Early Z rejection on NV6800!!

hihi!
i was wondering how to u all test if early z rejection is working in a correct procedure on NV6800?? My current test algorithm doesnt seem to be working. My final result was “diminishing” and being “clipped” to nothingness…sigh

//Pass 1: Render Current Depth to a PBuffer
1)clear color to black & clear depth to 1
2)set to draw at backbuffer
3)disable depth test, set depth mask to false
4)modelview, load identity matrix, do glulookat
5)bind shader, draw a cube

//Vertex program for cube: 
VertexOut RenderDepth(VertexIn IN, uniform half4x4 modelViewProj) 
{ 
      VertexOut OUT; 
      OUT.position = mul(modelViewProj, half4(IN.position, 1.0)); 
      return OUT; 
} 
//Fragment program for cube: 
Pixel RenderDepth(Fragment IN) 
{ 
     Pixel OUT; 
     OUT.color = IN.position.z; //luminance, (z from WPOS) 
     return OUT; 
} 

Result of pass 1:
i see a white square (due to camera positioning), the surrounding pixels looks black. The results were outputted into Image Debugger.

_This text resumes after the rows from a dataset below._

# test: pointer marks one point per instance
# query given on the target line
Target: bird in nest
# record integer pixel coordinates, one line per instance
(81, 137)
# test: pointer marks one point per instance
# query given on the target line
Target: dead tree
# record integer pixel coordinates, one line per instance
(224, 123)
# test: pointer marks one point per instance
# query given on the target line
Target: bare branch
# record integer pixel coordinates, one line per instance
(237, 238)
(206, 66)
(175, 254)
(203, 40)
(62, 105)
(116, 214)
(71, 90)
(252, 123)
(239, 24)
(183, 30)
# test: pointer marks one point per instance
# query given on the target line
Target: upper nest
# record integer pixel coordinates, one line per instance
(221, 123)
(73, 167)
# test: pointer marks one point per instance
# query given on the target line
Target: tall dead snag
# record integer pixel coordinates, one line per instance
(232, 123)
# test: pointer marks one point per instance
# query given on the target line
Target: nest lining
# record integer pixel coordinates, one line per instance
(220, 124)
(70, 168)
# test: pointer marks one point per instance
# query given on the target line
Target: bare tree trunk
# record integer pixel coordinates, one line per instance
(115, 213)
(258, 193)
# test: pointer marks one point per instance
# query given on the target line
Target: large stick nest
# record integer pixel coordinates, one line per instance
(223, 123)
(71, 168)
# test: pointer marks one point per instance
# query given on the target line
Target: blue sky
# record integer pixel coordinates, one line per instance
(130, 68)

//Pass 2: Discarding pass at framebuffer
1)clear color to black & clear depth to 1
2)set to draw at backbuffer
3)enable depth test, set depth mask to TRUE, depth func to LESS
4)set color mask to false,false,false,false
5)disable stencil test, disable alpha test
6)bind shader, draw a quad (z = -1.0f), bind render texture from pass 1

//Vertex program for quad: 
VertexOut DiscardDepth(VertexIn IN) 
{ 
      VertexOut OUT; 
      OUT.position = half4(IN.position, 1.0f); 
      return OUT; 
} 
//Fragment program for quad: 
//output Green color for visual detection 
Pixel DiscardDepth(Fragment_V3 IN, 
                 uniform samplerRECT prevDepth) 
{ 
      Pixel OUT; 
      float prev_depth = texRECT(prevDepth, IN.position.xy).x; 
      if(prev_depth != 0) 
   discard; 
      OUT.color = half4(0,1,0,1); 
      return OUT; 
} 

Result of pass 2:
If color writes were enabled instead, i could see the framebuffer having a black square(due to the discard), the surrounding pixels were green.
If color writes were disable, i would see a black screen.

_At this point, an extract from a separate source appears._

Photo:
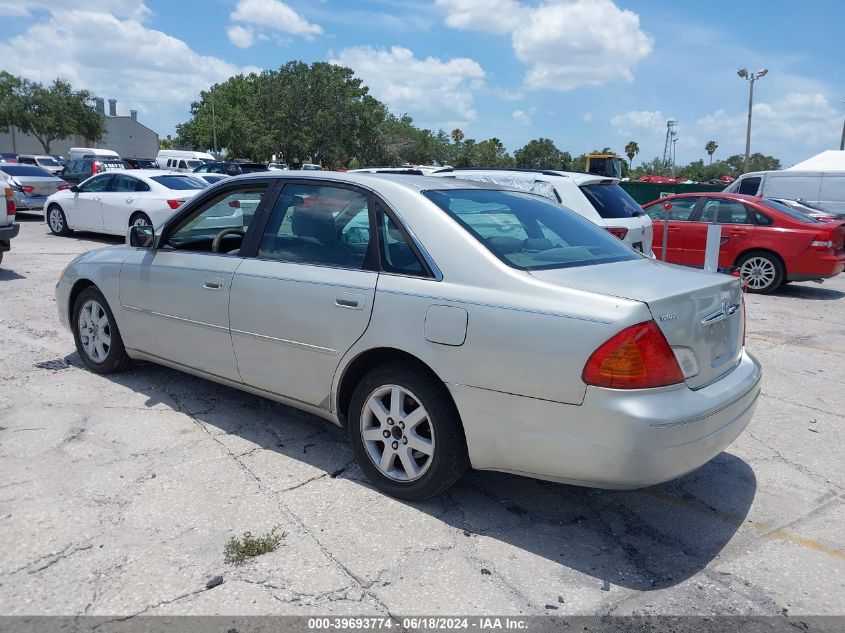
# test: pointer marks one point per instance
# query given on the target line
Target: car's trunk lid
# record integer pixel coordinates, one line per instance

After pass 2, i did this to try to see whats in the depth buffer (using The Image Debugger):
imdebugDepthf(0,0,width,height);

what i saw was a white square(due to the cube), the white areas are due to the depth having a 1, and the surrounding areas black, due to the depth being 0.

at this point, i am wondering, since there are 2 depth buffers (i think),
should i be seeing whats in the depth buffer??
or perhaps if early z is still under function, i should see all white instead??

Another interesting modification would be to set depth mask to false, or not to even bother touching the function.

If depth mask is set to false, then the depth buffer image outputted on Image Debugger would seem diminishing to nothing.

And if the depth mask function was not even called, then the depth buffer image is exactly the same as the one obtained from the very first frame. So after pass 3, i would see the cube being “clipped” by the very first depth image, when i move the camera around.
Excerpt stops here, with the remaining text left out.